Leonard stiffens. “So that’s your plan? Come here guns ablazin’ to “rescue” me?” He makes the appropriate quotation marks, and then narrows his eyes. “I don’t need anyone to save me.” His muscles are tight all across his scarred back. Jim can see his jaw clenching. “No one thought it was important enough.” 

Jim hears the implications. No one thought he was important enough. “But we tried looking for you, Bones,” Jim offers. 

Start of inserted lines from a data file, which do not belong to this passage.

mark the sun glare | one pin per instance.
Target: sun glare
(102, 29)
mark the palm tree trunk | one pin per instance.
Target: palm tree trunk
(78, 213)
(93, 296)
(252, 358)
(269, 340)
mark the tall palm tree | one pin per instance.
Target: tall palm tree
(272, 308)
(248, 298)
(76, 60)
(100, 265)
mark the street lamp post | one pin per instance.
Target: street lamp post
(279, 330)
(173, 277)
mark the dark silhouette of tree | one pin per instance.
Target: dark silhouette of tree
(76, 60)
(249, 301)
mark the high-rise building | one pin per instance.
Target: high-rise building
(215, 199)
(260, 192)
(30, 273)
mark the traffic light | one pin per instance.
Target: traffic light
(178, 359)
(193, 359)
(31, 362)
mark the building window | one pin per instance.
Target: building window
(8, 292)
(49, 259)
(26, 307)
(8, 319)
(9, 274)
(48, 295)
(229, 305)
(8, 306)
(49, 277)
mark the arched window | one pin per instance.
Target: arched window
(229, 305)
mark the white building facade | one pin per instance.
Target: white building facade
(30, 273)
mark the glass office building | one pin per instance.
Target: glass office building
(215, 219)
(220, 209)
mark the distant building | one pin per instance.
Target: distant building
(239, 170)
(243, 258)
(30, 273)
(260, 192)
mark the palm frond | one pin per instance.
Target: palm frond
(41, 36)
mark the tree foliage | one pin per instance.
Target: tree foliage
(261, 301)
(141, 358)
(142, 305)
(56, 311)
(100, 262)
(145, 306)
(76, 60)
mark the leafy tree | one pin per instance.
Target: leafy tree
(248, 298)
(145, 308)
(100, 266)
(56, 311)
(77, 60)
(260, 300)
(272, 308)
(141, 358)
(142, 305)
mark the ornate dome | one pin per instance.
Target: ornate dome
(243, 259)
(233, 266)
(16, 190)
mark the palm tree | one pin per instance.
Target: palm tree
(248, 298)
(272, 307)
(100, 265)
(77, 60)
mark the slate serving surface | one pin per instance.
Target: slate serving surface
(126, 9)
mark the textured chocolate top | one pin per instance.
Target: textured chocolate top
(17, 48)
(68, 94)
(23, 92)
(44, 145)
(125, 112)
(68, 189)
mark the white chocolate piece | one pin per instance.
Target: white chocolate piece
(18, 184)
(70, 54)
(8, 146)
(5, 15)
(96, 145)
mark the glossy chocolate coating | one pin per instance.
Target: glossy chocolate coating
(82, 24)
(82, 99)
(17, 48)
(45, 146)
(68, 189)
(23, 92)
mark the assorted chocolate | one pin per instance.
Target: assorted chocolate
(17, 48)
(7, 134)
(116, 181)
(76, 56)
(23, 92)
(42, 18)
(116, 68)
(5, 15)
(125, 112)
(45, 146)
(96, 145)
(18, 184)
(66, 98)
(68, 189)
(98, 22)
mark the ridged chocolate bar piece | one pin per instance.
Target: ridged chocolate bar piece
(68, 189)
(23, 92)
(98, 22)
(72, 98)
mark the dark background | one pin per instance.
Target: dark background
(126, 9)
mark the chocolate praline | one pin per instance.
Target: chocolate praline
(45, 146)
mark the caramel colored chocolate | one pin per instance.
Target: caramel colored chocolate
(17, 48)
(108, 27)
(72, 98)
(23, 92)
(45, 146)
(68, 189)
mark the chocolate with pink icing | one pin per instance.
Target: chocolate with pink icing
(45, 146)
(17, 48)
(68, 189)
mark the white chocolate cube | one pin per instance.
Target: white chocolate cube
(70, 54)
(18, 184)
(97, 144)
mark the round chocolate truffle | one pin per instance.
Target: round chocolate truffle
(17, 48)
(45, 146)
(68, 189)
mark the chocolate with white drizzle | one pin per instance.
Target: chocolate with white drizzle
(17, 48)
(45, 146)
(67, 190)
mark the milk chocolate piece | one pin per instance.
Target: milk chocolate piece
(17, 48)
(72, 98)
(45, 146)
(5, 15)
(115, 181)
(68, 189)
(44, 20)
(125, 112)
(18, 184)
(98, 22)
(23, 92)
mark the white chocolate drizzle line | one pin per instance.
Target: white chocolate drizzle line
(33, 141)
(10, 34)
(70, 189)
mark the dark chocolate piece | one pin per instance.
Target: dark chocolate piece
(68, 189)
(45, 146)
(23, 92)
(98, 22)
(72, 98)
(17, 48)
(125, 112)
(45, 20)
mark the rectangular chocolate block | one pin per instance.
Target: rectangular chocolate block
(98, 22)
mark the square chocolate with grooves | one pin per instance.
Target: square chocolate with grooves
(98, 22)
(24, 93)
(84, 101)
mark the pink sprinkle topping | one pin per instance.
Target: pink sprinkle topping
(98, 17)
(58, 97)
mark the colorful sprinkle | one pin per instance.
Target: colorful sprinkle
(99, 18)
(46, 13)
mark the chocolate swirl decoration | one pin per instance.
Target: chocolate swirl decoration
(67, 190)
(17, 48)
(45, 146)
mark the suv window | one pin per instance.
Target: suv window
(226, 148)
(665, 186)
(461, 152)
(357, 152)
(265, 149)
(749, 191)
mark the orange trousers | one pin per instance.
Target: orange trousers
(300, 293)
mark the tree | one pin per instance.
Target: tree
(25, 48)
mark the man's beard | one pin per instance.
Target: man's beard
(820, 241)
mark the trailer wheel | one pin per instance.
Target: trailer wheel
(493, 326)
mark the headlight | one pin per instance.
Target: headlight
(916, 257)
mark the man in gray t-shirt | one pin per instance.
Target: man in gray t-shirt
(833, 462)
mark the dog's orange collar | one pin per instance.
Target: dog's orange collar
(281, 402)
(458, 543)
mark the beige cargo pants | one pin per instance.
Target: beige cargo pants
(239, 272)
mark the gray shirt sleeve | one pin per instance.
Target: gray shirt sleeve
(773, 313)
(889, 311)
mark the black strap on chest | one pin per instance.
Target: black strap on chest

Leonard inhales. “I know. Your dad did. I just stayed under until they weren’t looking for me anymore.” 

“Why?” 

“Jim, don’t be ignorant. I wasn’t old enough to declare state independence. What would they have done?” Leonard is resigned now, no fight in his voice. “Put me in a state ward? No, thanks. I’ve seen my father treat some of the kids that come out of there.” He shuts the cabinet door, and turns to pour himself more alcohol. “Your dad’s a good man, Jim. Don’t forget that.” He smiles ruefully. “Even when it got hard, he and your mom always tried to come by, to see my mom.” He snorts. “Of course, my dad wouldn’t let them in.” 

“So you were old enough to decide that selling yourself is a better route.” Leonard ignores the jab. “Bones, you’re much better than this. There are places that can help –” 

“So what? What place is going to accept a high school dropout with no real work experience because he’s spent the last five years doing this – “ Leonard gestures wildly at himself, before slouching into himself. “It’s all I’ve got, Jim.” 

“Starfleet,” Jim says, and now he’s parroting the Starfleet recruiter who came for Sam. “Starfleet would be willing to offer you scholarships. They’re paying my way through.” 

Leonard snorts. “Starfleet’s paying your schooling, huh? Different name for the same thing,” he mocks. “I don’t want to owe anyone anything.” They’ll hold it against me is unspoken, but Jim sees it in Leonard’s expression. 

“Look,” Jim tries again. “You have options. You did well in your test scores. You can get out! Starfleet offers full scholarships, and you’re bright enough, I’ve seen you –” 

Leonard explodes at this, smacking his palm on the table. “Starfleet! Starfleet couldn’t fix my mother when she contracted some rare alien disease when she and my father were off on one of their humanitarian missions, and when my father could no longer balance my mother and his work, they let him go! What use will they have for me?” He stands there, gripping the table, chest heaving from the outburst. 

Jim stares at him. His mouth opens on its own accord, the words tumbling out, unavoidable, like when he fell off a roof. “Man, I liked you better when you were a cranky ass bitch, and not this depressed selfish asshole.” Wait, I don’t mean it! Jim’s brain wails, but it’s too late. 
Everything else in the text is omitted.